Astuciosamente, Trump percebeu e mergulhou nessa tendência com slogans de campanha que prometiam revitalizar a posição dos Estados Unidos no comércio mundial – principalmente com a adoção de medidas protecionistas:
Primeiro – ele quer parar as negociações para a redação final do Transatlantic Partnership Agreement (TPA) entre os Estados Unidos e a União Europeia e se recusa a ratificar o já assinado TransPacific Partnership Agreement (são dois acordos de livre comércio que constituíram a base da política externa comercial de Obama, que lutou arduamente para a aprovação dos dois acordos, sem conseguir – NT)
Segundo – Trump quer encontrar um meio de sair do NAFTA ou revisar completamente os termos do tratado com as outras partes (Canadá e mais especificamente, com o México).
Terceiro – ele pretende usar acordos bilaterais par definir os termos das relações econômicas e comerciais dos EUA com o resto do mundo, enquanto ao mesmo tempo se retira de uma política de regulação multilateral ou global para o comércio mundial (e os Estados Unidos estariam mesmo prontos para se recusar a tomar parte no funcionamento da Organização Mundial do Comércio).

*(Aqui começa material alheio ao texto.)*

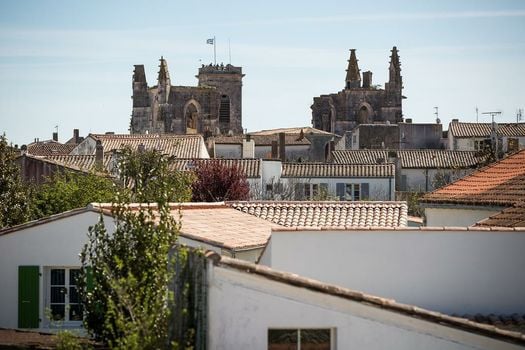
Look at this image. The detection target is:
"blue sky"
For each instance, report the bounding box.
[0,0,525,144]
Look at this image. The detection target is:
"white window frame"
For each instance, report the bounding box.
[43,266,82,328]
[266,327,336,350]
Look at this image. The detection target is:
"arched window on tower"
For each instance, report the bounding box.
[219,95,230,129]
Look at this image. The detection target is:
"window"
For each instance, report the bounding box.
[268,328,334,350]
[303,184,319,200]
[46,268,82,322]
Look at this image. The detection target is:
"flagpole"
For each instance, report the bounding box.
[228,38,232,64]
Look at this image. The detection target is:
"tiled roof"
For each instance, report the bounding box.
[248,126,335,136]
[88,134,204,158]
[420,150,525,206]
[332,149,487,169]
[227,201,408,228]
[173,203,277,250]
[281,163,395,178]
[43,153,113,172]
[476,201,525,227]
[27,140,75,156]
[452,313,525,334]
[212,134,310,146]
[213,251,525,344]
[448,122,525,137]
[170,158,261,178]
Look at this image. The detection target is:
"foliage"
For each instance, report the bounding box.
[33,171,115,218]
[0,135,31,228]
[80,193,179,349]
[119,148,193,203]
[192,161,250,202]
[55,330,92,350]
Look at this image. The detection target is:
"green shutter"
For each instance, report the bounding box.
[86,266,93,292]
[18,266,40,328]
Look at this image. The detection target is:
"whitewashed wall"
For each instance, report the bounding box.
[208,259,520,350]
[425,206,503,226]
[261,228,525,314]
[0,212,103,328]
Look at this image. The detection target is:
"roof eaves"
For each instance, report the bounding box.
[210,252,525,344]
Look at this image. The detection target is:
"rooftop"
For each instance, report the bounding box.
[83,134,205,158]
[448,121,525,137]
[420,150,525,206]
[27,140,76,156]
[332,149,487,169]
[476,201,525,227]
[281,163,395,178]
[226,201,408,228]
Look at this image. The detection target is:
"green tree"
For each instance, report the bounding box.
[33,170,116,218]
[0,135,31,228]
[119,148,193,203]
[81,194,179,349]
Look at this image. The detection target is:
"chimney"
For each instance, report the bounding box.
[279,132,286,162]
[95,140,104,168]
[73,129,80,144]
[363,71,372,89]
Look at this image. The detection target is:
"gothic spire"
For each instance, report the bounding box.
[346,49,361,89]
[158,56,170,85]
[388,46,402,86]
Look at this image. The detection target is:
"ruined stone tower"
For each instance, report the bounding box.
[130,57,244,135]
[311,46,405,135]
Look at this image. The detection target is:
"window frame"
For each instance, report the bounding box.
[266,327,336,350]
[43,266,83,328]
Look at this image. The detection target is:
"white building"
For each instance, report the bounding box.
[332,149,486,192]
[206,255,525,350]
[448,119,525,152]
[260,227,525,315]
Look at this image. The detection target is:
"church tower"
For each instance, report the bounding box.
[197,64,244,135]
[345,49,361,89]
[385,46,404,123]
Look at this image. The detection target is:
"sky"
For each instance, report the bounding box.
[0,0,525,145]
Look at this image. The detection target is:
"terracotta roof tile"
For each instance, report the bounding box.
[170,158,261,178]
[174,204,275,250]
[27,140,75,156]
[227,201,408,228]
[281,163,395,178]
[475,202,525,227]
[88,134,205,158]
[212,134,310,146]
[420,150,525,206]
[448,122,525,137]
[248,126,335,136]
[332,149,486,168]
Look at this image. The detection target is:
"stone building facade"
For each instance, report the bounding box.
[311,46,405,135]
[130,57,244,135]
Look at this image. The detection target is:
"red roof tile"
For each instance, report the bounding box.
[420,150,525,206]
[227,201,408,228]
[448,122,525,137]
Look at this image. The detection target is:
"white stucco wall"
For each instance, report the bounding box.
[208,265,520,350]
[425,206,503,226]
[0,212,103,328]
[261,228,525,314]
[215,143,242,159]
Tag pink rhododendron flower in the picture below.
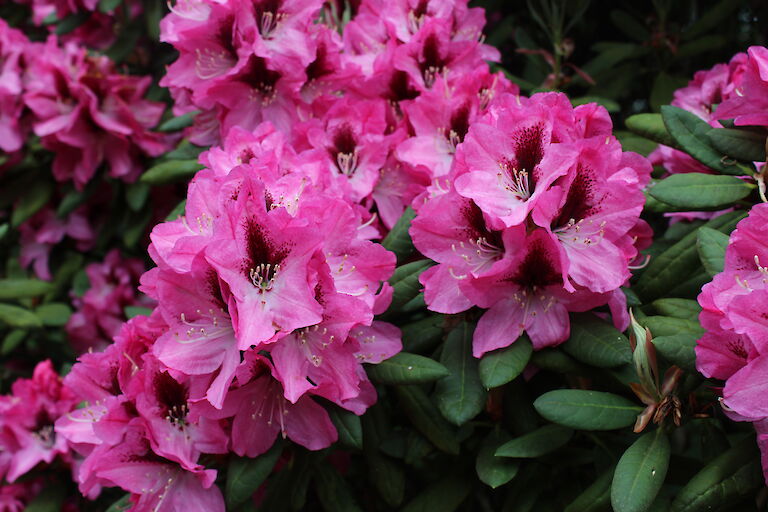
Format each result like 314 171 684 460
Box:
65 249 151 352
24 36 169 189
411 94 651 357
696 203 768 478
0 360 77 483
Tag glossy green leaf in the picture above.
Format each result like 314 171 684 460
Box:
328 407 363 450
366 352 450 384
125 183 150 212
11 180 53 228
648 172 754 211
0 279 52 300
139 159 203 185
624 114 677 147
106 494 133 512
0 304 43 329
632 212 745 302
165 199 187 222
435 322 486 425
661 105 739 174
494 425 573 459
639 315 704 337
611 430 670 512
562 313 632 368
395 386 459 455
696 227 730 276
533 389 643 430
707 128 768 162
0 329 27 356
672 435 763 512
400 315 445 353
401 477 472 512
653 299 701 321
475 430 520 489
563 466 615 512
650 71 688 112
224 442 283 509
381 206 416 265
653 333 701 372
479 334 533 389
157 110 199 132
35 302 72 327
387 260 434 313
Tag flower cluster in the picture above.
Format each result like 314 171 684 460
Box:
696 203 768 479
411 93 650 357
0 20 170 189
0 361 77 486
65 249 152 353
648 48 754 178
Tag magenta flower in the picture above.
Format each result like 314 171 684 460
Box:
0 360 77 483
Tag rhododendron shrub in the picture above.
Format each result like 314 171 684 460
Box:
0 0 768 512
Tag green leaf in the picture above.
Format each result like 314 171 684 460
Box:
633 212 745 302
366 352 450 384
11 180 53 228
387 260 435 313
563 313 632 368
638 315 704 337
571 96 621 113
314 462 362 512
653 333 700 372
624 114 677 148
139 159 203 185
707 128 766 162
125 183 149 212
651 71 688 112
672 436 763 512
563 465 616 512
652 299 701 321
0 279 52 300
494 425 573 459
435 322 486 426
611 429 670 512
533 389 643 430
475 429 520 489
0 329 27 356
395 386 459 455
35 302 72 327
165 199 187 222
224 442 283 510
661 105 740 176
328 407 363 450
157 110 200 132
123 306 152 320
648 172 754 211
401 476 472 512
479 334 533 389
696 227 730 277
106 494 133 512
0 304 43 329
400 315 445 352
381 206 416 265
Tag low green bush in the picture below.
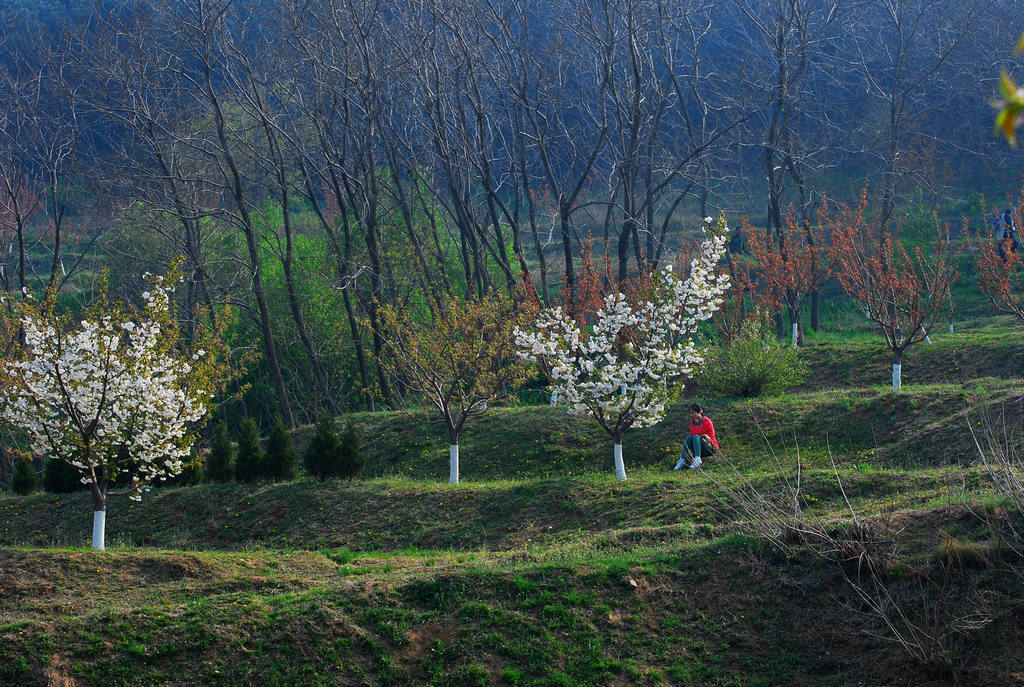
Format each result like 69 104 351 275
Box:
302 415 341 481
338 420 367 481
262 418 299 482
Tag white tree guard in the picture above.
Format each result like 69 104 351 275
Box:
449 443 459 484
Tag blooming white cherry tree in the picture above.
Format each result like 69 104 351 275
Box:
515 216 729 479
0 275 219 551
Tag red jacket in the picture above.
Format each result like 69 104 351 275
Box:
690 415 718 450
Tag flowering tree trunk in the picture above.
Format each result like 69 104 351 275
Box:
380 294 527 484
0 275 227 551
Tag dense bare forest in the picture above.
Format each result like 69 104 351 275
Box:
0 0 1024 426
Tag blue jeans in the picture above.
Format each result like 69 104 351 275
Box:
679 434 715 463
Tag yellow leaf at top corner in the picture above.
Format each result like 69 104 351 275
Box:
999 70 1017 100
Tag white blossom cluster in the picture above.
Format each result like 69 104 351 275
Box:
515 225 729 436
0 278 207 500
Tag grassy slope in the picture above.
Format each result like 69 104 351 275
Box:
0 331 1024 685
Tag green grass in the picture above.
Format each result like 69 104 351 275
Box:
0 320 1024 686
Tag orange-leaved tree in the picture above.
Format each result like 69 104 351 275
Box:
742 206 830 346
828 194 956 392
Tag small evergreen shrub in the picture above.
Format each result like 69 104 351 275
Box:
261 418 299 482
694 321 810 398
10 461 39 497
206 422 234 482
234 418 263 482
338 420 367 481
43 458 87 493
302 415 341 481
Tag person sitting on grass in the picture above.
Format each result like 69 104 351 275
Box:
673 403 718 470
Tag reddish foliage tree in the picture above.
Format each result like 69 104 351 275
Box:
742 206 830 346
828 192 956 391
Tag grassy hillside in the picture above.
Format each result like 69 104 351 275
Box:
0 328 1024 686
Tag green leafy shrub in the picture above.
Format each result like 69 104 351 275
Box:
302 415 341 481
261 418 299 482
694 321 810 398
206 422 234 482
234 418 263 482
338 420 367 481
10 461 39 497
43 458 87 493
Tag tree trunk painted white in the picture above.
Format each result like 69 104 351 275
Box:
615 443 626 479
449 443 459 484
92 511 106 551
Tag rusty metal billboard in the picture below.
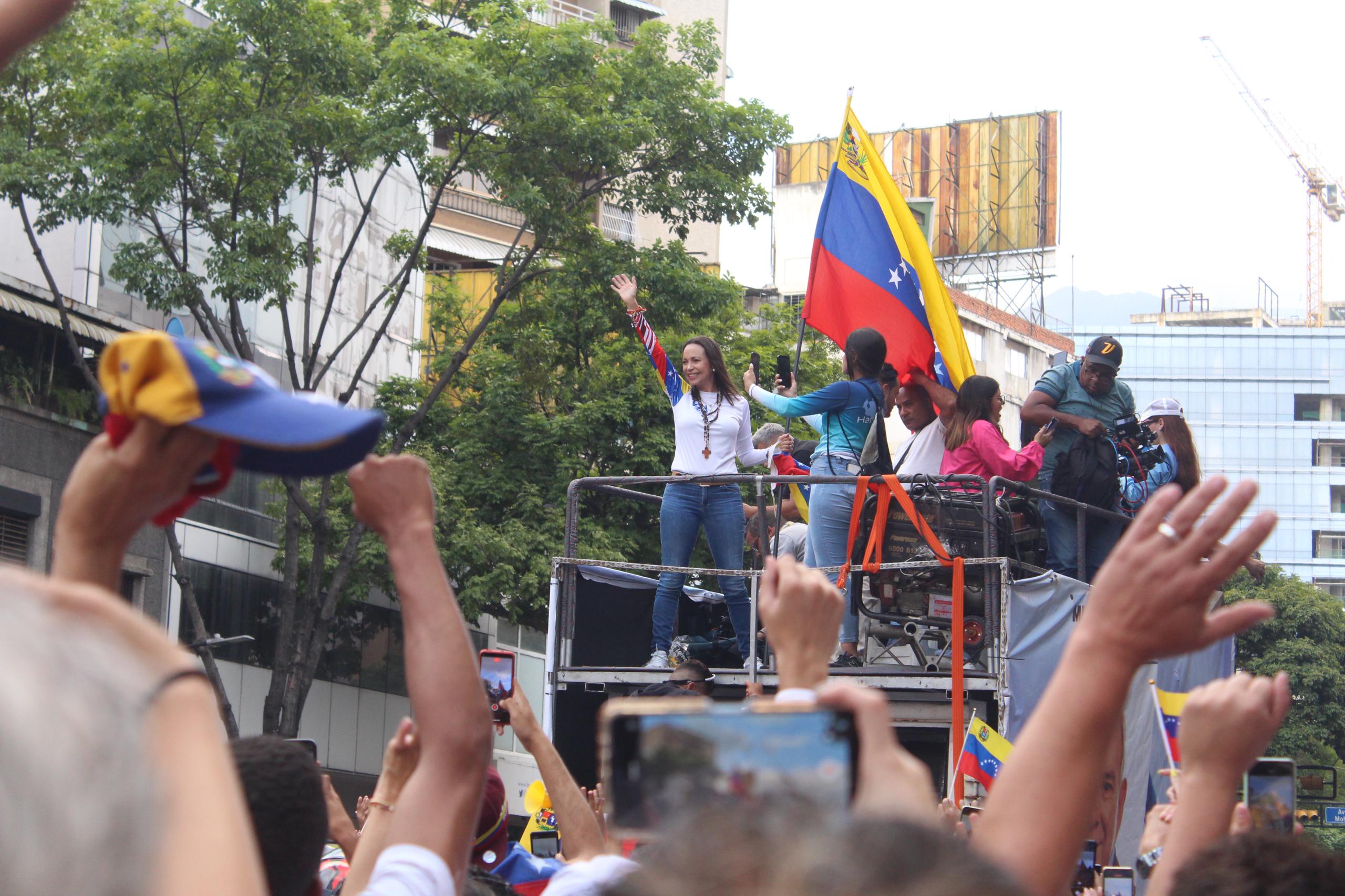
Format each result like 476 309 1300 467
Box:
775 112 1060 258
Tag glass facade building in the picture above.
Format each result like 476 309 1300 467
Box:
1074 326 1345 597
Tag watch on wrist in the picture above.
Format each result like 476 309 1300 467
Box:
1135 846 1163 880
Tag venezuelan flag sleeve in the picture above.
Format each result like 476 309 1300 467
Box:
958 718 1013 791
803 102 975 389
771 455 812 522
1154 687 1189 763
625 311 686 405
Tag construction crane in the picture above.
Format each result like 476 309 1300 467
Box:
1201 35 1345 327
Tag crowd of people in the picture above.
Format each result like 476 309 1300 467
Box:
13 409 1345 896
0 8 1329 896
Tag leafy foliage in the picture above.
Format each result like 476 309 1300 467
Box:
1224 566 1345 766
370 239 818 623
0 0 788 735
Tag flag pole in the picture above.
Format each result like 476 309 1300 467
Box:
1149 678 1177 772
771 307 804 557
948 706 977 799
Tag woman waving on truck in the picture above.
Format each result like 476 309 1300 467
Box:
612 275 767 669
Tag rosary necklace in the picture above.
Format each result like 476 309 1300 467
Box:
691 390 723 460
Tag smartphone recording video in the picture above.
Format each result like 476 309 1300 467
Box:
1243 756 1298 834
1102 865 1135 896
480 650 514 725
285 737 317 763
529 830 561 858
1069 839 1098 893
598 698 855 834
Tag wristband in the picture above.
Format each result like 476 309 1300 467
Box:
1135 846 1163 880
144 669 210 709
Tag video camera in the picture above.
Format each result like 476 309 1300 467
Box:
1114 414 1163 479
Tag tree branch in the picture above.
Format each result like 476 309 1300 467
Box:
16 194 102 394
304 160 393 389
164 526 238 740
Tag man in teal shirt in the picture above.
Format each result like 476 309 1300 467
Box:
1022 336 1135 581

Quarto – Trump planeja revisar completamente os termos econômicos e de comércio dos EUA com a China: crescimento do nível de taxação dos bens importados dos chineses para 45% e adoção de medidas protecionistas conectadas com o que se conhece como “guerra monetária de Pequim” (a fraqueza artificial do Yuan quando comparado com o Dólar dos EUA).
Claro que a busca teimosa e desenfreada desse tipo de programa consistentemente protecionista deverá não só colocar mais pressão nas relações com muitos parceiros comerciais dos Estados Unidos, como disparar uma guerra comercial. Em junho, o atual presidente eleito descreveu as relações comerciais entre EUA e China: “Nós já temos uma guerra comercial e estamos perdendo de goleada”. Por volta da primavera de 2017,m provavelmente veremos os primeiros passos práticos da reestruturação ou “ajuste” da política de comércio internacional de Washington.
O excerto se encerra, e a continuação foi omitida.